Fortunately, before a few of those students graduate, they might encounter a real English teacher known as the technician. Students often hate the technician because this teacher will force them to work and use their brains. Little do they know that these teachers work even harder than they do. They will grade and correct every pitiful paper they write. They will take the time to teach the abstract and complex world of grammar and ram the stolid boundaries of the students' prepubescent sentence structures. They will create and teach the complex blueprints involved in building an argument and adorning it with polished language.They will burn off the abundant flab slowing a student's brain with unceasing dissections, deep readings, and critiques on difficult but doable texts. Students under the technician will finally learn the meaning of the word discipline: self control, correct training, and an obedience to essential academic and moral rules. They will be armed to pass any examination or complex task or concept forever afterwards. Sadly, they will often resent this devoted teacher that endowed them with these life long skills and remember fondly the teacher that gave them parties and field trips.

Too many people have entered the teaching profession hoping to affect young people's hearts instead of their minds. They come inspired with their favorite poetry (sometimes their own), implausible movies showing teachers exhorting their unnaturally compliant students to "seize the day," or naive notions of simply motivating kids out of their kids out of apathy with hard-hitting discussions and therapy sessions. If they don't quit within their first few years, these teachers will take their place below a smiling indifferent principal in pushing the illiterate young American on his way. They will loudly cry foul at standardized tests until the standards sink low enough to accommodate their lackadaisical teaching methods.

Teachers need to concern themselves with the process rather than the result. It's arduous, slow, intimidating in its complexity, but unavoidably necessary. The proper word for this learning process that has gradually faded away from modern education is discipline. Until educators stop needlessly inventing those empty different definitions and buzzwords, that desirable result of discipline will be gone as soon as the bell for class rings.

5 comments:

Anonymous said...

Unfortunately, the one word people don't use is discipline, not even for behavior (this would expect to much for some students). too?

Please delete my comment after fixing.
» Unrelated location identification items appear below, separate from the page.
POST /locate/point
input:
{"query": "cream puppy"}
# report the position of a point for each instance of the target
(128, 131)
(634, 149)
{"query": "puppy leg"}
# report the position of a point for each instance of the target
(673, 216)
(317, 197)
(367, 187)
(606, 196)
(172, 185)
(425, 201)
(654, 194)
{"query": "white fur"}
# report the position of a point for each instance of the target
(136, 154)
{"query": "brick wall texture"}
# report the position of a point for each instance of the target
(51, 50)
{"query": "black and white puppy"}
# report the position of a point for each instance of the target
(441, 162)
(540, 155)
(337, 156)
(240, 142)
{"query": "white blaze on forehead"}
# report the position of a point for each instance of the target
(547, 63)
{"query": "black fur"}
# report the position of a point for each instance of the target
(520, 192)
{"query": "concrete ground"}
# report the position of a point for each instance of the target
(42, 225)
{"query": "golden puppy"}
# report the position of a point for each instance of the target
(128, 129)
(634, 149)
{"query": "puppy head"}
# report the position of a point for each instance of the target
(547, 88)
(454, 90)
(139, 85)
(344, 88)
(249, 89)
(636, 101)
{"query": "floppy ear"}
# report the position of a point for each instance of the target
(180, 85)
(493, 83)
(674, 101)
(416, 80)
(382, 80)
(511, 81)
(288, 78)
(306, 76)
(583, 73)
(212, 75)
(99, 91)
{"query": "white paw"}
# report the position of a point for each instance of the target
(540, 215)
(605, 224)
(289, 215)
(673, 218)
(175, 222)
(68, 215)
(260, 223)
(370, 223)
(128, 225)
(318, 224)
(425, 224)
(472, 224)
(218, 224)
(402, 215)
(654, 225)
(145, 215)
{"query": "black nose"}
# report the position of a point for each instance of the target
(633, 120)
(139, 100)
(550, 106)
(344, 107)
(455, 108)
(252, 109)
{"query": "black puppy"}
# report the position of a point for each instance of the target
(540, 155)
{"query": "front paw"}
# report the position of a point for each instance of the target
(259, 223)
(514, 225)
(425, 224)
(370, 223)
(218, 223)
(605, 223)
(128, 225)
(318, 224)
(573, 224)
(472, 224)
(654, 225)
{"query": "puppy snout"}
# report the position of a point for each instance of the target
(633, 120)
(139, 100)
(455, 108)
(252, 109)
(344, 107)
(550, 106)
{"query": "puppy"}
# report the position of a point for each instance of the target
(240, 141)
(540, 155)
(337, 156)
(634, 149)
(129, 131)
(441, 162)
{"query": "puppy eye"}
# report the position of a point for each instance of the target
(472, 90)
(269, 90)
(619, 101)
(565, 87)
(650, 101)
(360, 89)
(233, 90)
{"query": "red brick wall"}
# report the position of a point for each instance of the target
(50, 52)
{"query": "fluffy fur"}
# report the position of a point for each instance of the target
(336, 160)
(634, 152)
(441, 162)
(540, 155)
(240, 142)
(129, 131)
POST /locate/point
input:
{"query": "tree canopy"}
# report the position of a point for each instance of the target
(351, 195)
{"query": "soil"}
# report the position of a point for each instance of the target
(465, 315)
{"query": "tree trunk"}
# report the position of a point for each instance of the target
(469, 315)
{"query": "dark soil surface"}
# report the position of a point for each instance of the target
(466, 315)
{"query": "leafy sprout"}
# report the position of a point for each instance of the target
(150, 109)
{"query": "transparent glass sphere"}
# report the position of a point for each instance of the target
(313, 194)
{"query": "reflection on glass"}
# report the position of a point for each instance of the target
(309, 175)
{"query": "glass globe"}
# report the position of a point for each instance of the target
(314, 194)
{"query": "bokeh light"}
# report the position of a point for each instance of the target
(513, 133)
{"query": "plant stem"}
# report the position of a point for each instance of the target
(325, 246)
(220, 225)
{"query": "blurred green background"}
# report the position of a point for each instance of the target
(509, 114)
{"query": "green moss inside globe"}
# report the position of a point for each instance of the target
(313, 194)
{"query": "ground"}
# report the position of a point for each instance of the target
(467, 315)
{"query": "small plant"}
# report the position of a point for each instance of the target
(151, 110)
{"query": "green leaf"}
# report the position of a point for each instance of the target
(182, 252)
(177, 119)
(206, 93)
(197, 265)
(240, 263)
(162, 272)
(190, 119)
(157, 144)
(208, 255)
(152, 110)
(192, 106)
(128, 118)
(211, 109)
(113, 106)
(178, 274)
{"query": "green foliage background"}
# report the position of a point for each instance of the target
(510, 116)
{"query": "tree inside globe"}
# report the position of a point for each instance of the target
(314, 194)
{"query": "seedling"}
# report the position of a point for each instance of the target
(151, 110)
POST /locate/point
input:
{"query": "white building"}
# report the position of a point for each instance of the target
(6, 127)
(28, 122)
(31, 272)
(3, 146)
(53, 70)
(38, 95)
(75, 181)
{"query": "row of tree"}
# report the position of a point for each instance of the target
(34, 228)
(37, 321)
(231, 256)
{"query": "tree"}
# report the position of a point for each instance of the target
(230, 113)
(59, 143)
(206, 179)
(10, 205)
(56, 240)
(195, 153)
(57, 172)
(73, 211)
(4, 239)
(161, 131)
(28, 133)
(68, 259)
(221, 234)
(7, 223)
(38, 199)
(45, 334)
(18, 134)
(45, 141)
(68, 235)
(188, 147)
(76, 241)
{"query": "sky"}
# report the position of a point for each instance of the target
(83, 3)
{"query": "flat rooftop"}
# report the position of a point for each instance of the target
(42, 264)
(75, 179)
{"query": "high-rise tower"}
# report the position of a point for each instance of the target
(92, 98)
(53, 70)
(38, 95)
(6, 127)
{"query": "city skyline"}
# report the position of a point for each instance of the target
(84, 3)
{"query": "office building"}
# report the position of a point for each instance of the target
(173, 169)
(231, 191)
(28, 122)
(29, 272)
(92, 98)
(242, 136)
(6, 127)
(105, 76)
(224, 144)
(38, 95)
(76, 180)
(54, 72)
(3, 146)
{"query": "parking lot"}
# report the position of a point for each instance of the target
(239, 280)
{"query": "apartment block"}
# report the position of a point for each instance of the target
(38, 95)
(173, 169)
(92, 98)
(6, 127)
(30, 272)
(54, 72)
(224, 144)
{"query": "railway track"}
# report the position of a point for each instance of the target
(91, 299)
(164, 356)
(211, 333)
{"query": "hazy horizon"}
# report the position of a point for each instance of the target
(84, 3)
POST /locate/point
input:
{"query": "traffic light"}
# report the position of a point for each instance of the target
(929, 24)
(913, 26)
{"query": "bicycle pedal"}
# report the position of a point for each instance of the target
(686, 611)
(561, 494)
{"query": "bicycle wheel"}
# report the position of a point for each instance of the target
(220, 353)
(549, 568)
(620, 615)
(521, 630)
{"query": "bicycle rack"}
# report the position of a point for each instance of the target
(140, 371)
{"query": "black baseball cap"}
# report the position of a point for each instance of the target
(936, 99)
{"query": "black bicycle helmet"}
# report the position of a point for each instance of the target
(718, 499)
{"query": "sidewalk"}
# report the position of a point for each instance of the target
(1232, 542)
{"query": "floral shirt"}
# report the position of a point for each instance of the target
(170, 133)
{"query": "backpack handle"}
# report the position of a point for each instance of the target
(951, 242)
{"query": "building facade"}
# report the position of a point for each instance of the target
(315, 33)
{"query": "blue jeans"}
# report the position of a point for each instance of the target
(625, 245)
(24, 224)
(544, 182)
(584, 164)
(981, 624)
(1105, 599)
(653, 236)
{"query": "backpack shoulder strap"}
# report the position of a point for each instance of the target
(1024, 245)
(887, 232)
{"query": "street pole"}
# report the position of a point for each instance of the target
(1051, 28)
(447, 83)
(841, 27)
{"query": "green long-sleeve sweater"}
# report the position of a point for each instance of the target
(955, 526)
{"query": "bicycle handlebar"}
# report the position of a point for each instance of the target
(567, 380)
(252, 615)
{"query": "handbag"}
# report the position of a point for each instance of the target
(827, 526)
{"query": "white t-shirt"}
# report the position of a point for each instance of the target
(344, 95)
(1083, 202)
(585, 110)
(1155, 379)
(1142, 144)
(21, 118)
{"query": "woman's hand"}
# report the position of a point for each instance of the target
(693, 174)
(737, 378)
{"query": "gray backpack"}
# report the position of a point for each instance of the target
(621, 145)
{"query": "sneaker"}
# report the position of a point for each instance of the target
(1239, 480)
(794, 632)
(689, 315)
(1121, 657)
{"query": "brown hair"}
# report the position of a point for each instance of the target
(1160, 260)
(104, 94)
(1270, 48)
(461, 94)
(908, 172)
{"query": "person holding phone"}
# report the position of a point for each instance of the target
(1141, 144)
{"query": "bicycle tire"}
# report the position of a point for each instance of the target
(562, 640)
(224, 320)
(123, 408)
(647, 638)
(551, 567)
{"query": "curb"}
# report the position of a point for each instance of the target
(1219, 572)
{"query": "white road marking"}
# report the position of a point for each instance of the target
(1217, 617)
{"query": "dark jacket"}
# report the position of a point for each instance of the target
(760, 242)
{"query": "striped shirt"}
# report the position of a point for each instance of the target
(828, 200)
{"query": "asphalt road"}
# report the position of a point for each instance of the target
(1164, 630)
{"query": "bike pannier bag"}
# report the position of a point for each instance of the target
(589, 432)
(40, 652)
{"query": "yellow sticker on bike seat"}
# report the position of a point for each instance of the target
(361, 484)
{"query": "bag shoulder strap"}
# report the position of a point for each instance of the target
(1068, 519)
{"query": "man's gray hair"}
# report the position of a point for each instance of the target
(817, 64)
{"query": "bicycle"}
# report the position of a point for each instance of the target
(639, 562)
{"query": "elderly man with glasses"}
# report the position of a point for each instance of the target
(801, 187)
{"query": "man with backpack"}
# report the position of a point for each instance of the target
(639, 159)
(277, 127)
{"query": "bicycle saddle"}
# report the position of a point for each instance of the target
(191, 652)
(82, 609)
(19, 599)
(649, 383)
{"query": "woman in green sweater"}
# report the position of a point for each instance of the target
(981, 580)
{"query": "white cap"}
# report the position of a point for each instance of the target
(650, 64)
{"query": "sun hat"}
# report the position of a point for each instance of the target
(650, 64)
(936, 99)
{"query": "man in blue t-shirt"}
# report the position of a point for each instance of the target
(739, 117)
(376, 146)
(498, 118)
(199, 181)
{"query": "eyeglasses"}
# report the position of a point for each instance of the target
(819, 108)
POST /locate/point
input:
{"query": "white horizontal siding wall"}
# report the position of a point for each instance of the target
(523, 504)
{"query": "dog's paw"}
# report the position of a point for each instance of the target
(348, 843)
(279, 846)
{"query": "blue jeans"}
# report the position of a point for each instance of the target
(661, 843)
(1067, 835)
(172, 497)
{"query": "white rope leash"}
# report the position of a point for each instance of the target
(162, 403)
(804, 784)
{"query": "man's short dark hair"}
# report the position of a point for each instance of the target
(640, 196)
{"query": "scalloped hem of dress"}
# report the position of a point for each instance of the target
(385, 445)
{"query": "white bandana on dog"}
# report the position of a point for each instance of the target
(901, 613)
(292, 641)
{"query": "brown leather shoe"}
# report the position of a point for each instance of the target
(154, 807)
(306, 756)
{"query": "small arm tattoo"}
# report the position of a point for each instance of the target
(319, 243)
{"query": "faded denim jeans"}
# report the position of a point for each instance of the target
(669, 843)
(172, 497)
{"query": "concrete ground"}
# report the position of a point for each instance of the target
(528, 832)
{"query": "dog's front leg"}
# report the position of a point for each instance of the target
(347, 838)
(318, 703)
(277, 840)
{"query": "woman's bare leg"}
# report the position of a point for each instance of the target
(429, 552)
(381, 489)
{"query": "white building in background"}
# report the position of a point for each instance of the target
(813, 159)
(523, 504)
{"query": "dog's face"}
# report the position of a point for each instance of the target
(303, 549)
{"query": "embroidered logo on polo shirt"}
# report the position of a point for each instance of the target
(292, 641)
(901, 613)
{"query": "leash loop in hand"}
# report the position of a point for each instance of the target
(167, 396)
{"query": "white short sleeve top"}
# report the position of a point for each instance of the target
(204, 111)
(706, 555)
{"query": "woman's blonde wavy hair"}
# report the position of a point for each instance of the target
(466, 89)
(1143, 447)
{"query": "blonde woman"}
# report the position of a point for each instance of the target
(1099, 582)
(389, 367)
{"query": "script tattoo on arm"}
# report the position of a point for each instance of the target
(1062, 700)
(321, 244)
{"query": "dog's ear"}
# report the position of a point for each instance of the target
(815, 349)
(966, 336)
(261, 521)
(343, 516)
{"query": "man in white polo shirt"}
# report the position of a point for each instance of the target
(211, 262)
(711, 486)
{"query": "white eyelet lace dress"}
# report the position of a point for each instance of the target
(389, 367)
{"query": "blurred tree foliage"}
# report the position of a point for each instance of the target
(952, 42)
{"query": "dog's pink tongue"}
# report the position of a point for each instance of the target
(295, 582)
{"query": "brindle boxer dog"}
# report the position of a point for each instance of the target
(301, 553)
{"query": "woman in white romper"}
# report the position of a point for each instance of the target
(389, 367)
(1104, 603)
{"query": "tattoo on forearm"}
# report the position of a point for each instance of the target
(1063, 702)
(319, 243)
I hate nitpickers even when I do it :)

Anonymous said...

Great article! I am a therapist and an English Teacher. The problem is that when I went through school I was never taught explicit grammar. I was just an avid reader and got by that way. It seems I have some work to do.

Anonymous said...

What do you mean "discipline"? What is that word? We haven't discussed that at ed-school. "More deconstructionsim", is that what you meant? Can you still sit in a circle and talk about your feelings with "discipline"? What about students from different cultures? Is “discipline” multicultural?

Melissa B. said...

Oh, gracious--those durned Educational Euphemisms! It is with great academic rigor, and much learning through effort, that I try at this time of year to reach higher level thinking, by engaging students in cooperative learning, thereby connecting with them, and with myself, through technology. And Don't. Forget. The. PLT!

corbusier said...

I can't tell you how much discipline matters in education, since it becomes the primary determinant in how well one does for the rest of one's life. The people paying big bucks for your expertise are not relying on how well you express your feelings or how tolerant you are to diversity. Rather they expect a high level of discipline on your part, that your solutions have been methodical and thought through.

Although I've been taught a little bit of grammar in my schooling, I don't think I had enough of the "technician" type of teachers to help me craft solid sentences and paragraphs. One of the most useless classes I took in college was freshman English composition, in which the professor didn't teach a lick about writing, but instead preferred to have us all sit under a tree and listen to his stories about his adopted children and Bob Dylan.